While the countries in the South East Asian countries such as China, Cambodia, Vietnam, the Philippines, South Korea, Poland, Ukraine and Nigeria are some of the countries have introduced anti-corruption classes, India needs to moot the idea urgently. These countries have focused on young students to take lessons on anti-graft and 'honest education' theory and practice in the school curriculum. In fact, India could follow the Indonesian example that has started anti-corruption school at Jakarta's new Pangeran Diponegoro, which aims to discourage graft by offering extra-curricular classes on nationalism, humanity, democracy and social justice.

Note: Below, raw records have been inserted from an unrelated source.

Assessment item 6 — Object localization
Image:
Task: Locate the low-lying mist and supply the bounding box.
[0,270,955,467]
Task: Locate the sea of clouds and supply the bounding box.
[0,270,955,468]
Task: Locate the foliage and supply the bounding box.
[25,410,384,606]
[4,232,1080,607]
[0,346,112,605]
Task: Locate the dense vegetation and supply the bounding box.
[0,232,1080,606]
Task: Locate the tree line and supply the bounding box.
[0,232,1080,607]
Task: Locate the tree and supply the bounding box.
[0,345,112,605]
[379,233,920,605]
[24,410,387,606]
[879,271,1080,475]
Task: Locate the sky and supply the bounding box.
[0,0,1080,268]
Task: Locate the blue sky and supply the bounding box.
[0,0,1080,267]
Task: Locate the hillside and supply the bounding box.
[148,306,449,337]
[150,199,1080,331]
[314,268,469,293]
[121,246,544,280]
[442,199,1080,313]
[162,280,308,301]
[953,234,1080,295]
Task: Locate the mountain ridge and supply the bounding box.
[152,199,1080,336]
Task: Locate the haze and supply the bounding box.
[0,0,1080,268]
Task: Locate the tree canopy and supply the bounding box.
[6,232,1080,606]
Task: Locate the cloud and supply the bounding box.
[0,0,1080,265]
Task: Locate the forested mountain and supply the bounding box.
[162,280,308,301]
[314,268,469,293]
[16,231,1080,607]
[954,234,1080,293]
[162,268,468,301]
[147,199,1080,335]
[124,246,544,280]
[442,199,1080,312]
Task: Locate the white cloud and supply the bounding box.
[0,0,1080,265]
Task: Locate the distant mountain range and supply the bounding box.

If we look at our response to malpractices, we find that there is a high level of tolerance towards corruption in India. Scandals are normal happenings in this country, and we are perhaps so habitual that it does not shock us any more. Everyone in India likes to pay or accept speed money for speedy work. A 2005 study conducted by the Universities of Auckland and Melbourne on attitudes towards corruption in Australia, India and Indonesia, revealed that Indians exhibit a higher tolerance towards corruption than Australians; Indonesians were found to have the same attitude to corruption as Australians. It is not that we don’t have laws and commissions to tackle corruption but are they enough?
Corruption has become a way of life in Indian society: whether adulteration in oil, selling cheap cloth as expensive one, or paying bribe for petty work to getting vehicle license, registration of land, fake drugs, the list is endless. Now we have fake currency notes in circulation and it is a very difficult task to catch the real culprits. How things will be corrected then?
But we a silver lining among dark clouds as well. St Joseph's School in Darjeeling, for example, has been awarding a certificate of merit on of honesty to students who desist from cheating. And from cheating in initial stage of life begins the long saga of corruption. One of reasons why corruption thrives is the fact that honest people are not awarded or recognized. Hence, raising the 'honesty bar' should be given another dimension in government and private schools across the country.
Perhaps it is time for a well thought-out Indian syllabus to teach Gen Next about the evils of corruption.